“It would be false to say that people are happily sharing their data with us.” That’s how the Department of Defense’s Col. Bob Saxon explained his agency’s efforts to open up government data. For all of its potential benefits, open data also presents security risks to those providing the information. From loss of agency confidentiality, to compromising personal identification information, releasing data inherently puts data providers at risk. But openness and security don’t have to be mutually exclusive.
In GovLoop’s recent event “Data Done Smart: Your Guide to Data Analytics in Government,” Saxon and the National Center for Health Statistics’ Peter Meyer discussed how both of their organizations are simultaneously opening up key datasets and protecting their data providers from security risks.
Why are government agencies and other public sector organizations hesitant to open up their growing piles of data?
“Data is power,” Saxon explained. With aggregated sets of data, “we’re able to tell a story that you can’t tell by looking at 2 or 3 dozen systems separately,” he said.
“Most of our data providers are not concerned with us leaking their data,” Saxon said. “There’s an assumption that we’re going to protect that data.” However, many are concerned about how their data will be used. Not wanting to be painted in a negative light, data providers are often concerned that people will spin stories in a way that turns their organizational data against them.
To mitigate this fear, Saxon explained that the DoD made decisions about what data they needed, when and how they would share it, and to whom they would grant access. Then they shared specifics about how they would use data provided to them. With this approach, the DoD was able to pool data across Army sources into an environment that allows them to share that key data across their agency while controlling access. The more data they pooled and were able to use wisely, the more data providers began to trust them with their data.
As an employee in an organization that is required to collect and share government data, Meyer asserted that maintaining confidentiality is crucial to both gaining data providers’ trust and securing open datasets. “We have a strong set of confidentiality agreements,” Meyer said. “There has been a zero-tolerance for disclosure in the federal government since we began collecting data.” Simple legal protections like this increase both security and trust among the involved parties.
The government collects terabytes of data every year, and as technology advances, that number will only increase. There are simply not enough people in federal government today to analyze that information in a useful way. That is why, according to Meyer, it is imperative for the government to open up their data to the public. Opening up data allows the government to crowdsource the public for integral analyses.
While the DoD has successfully opened data securely for sharing within their agency, publishing data to the public presents even greater risks. Peter Meyer posed, “How do you protect data while making it available to the public?”
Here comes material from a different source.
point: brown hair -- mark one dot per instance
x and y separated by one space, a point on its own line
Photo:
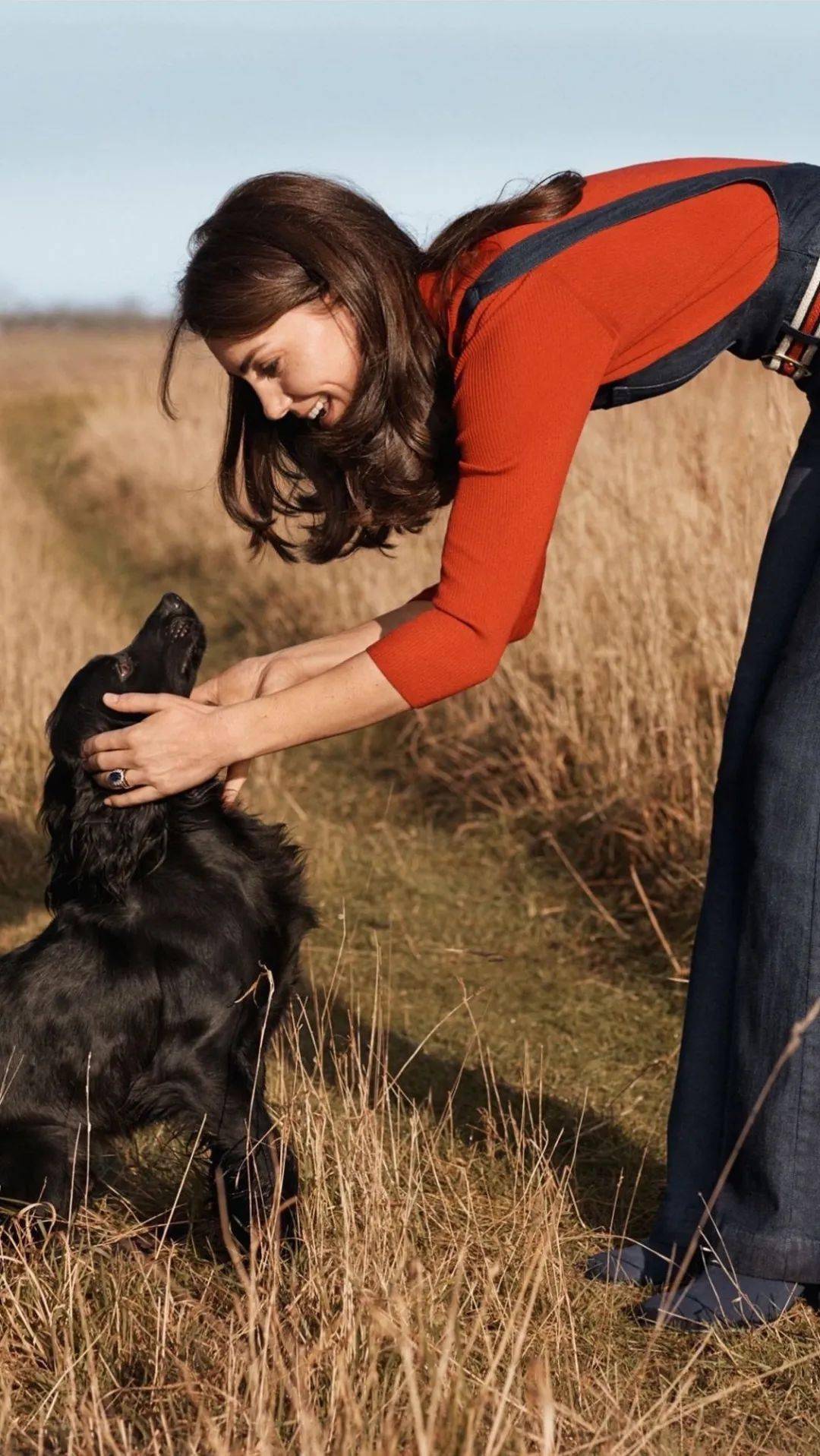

The National Center for Health Statistics’ Research Data Center developed physical, legal and social barriers to secure publicly available data. According to Meyer, four percent of government data is high-value information to researchers, but also high-risk for data providers. This portion of data typically includes individuals’ personally identifiable information, or other sorts of information that put confidentiality at risk.
To protect confidentiality, Meyer’s organization physically extracts any non-essential information to researchers that might make data-providers easy to identify. “We allow access, but we control it,” he said. Saxon added that past security breaches have led the DoD and others to shore up their IT defenses and monitor who has access to government data.
“We want [the public] to have our data,” Meyer said. He contended that for all the physical and legal barriers, the most effective security measures are often social ones. “We really depend on a symbiotic relationship between the people from whom we collect data and researchers,” he said. Simply reminding researchers that they are partners in a collaborative effort often dissuades them from misusing the data.
Meyer concluded that government agencies looking to open their data to the public should not hesitate to do so, but they should implement legal, social and technological protections to secure their data.
Combing through data, extracting what’s important, and implementing various security measures, “This is very labor intensive,” Meyer said. Continually hiring more and more people to handle data is not a sustainable practice. “Big Data is like mining for gold, you’ve got to comb through dirt to get to a nugget,” Saxon said. The government simply does not have enough resources to find those nuggets on their own.
To handle the onslaught of information, agencies must open their data and employ the public for essential analyses. Advanced IT, social pressures and legal measures will ensure that this data remains secure.